そこには透明なウインドウが浮かび上がっていた。
「これは。この周囲の地図ですね。おお。
刻一刻と範囲が広がっているのがわかります。」
「恐らくこれだけではないと思うわ。見ててご覧。」
言われた通り、地図を見ていると、不思議なことが起こり始める。
「あれ?外側の地図もできてきましたね。」
「これが流治の力よ。本人は気づいていないけどね。」
「どういうことです?」
「流治の名前。本人の権能と反対だとは思わない?」
「そういえば、「死」または「無」でしたっけ?
あれでも、流「治」ですよね。治すがついています?」
「そう。もう一つ「治める」という意味もあるのよ。
流治の名前は流れを治して、管理するという意味なの。
流治は自分の名前を[流れを治める者]と認識しているけど。
違うのよね~。」
「それとこれとどんな関連があるんですか。

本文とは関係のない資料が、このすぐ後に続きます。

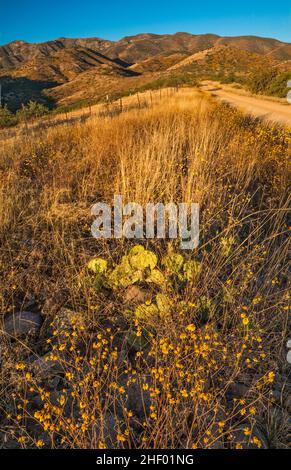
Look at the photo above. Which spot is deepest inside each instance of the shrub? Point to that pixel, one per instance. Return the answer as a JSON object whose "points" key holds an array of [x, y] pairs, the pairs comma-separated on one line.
{"points": [[269, 82], [7, 119], [32, 110]]}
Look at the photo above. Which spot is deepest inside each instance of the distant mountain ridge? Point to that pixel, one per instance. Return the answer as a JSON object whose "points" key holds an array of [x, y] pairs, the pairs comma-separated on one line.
{"points": [[68, 69]]}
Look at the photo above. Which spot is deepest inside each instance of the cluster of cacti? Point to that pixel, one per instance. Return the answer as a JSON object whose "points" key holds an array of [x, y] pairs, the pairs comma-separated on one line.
{"points": [[141, 266]]}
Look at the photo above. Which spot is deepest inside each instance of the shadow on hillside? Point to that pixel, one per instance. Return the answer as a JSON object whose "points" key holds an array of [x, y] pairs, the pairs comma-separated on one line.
{"points": [[20, 90]]}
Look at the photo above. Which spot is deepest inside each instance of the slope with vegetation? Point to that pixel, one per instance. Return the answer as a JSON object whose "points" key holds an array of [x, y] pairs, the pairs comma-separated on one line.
{"points": [[136, 344], [66, 71]]}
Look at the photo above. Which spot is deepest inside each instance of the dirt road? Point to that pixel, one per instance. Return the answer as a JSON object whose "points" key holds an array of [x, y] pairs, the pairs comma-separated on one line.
{"points": [[268, 109]]}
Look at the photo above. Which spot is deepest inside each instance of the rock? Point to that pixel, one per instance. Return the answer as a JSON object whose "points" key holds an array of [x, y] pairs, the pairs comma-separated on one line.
{"points": [[20, 324], [137, 400], [134, 294]]}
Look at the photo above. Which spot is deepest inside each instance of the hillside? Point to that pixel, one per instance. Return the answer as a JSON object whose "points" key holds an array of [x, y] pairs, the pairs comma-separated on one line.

」
「恐らく、木のエレイアと風のゼロスの力を使ったから、
世界樹に地図が表示され、風の力で周囲の概要を把握、
流治と二つの力が合わさって、龍脈と空間に残っている瘴気が
少しだけ浄化されて、エンデの力の残照と合わせて、
周囲の空間を徐々に押し上げているのよ。
それに、浄化のプロセスを考えるとあながち流治の権能は
マッチしているのよ。浄化は不浄を殺して、
綺麗な空気に入れ替えることだから。
流治はその辺の考えが抜けているのよね。」
「どうしてです?」
「ネガティブな考え方なのよ。流治は自分の力は周りを
不幸にするって思っているの。」
「はぁ~。なるほど。」
「周囲はそんなこと思っていないけどね。だから、黙って手を貸して、
副次的な効果を発生させることでこっそりと流治の株を上げる努力しているの。」
「そうなんですね。おっ、話している間に半分以上地図ができました。」
「いい感じで、魔境化しているわね。これなら、うちの兵を投入できるわ。」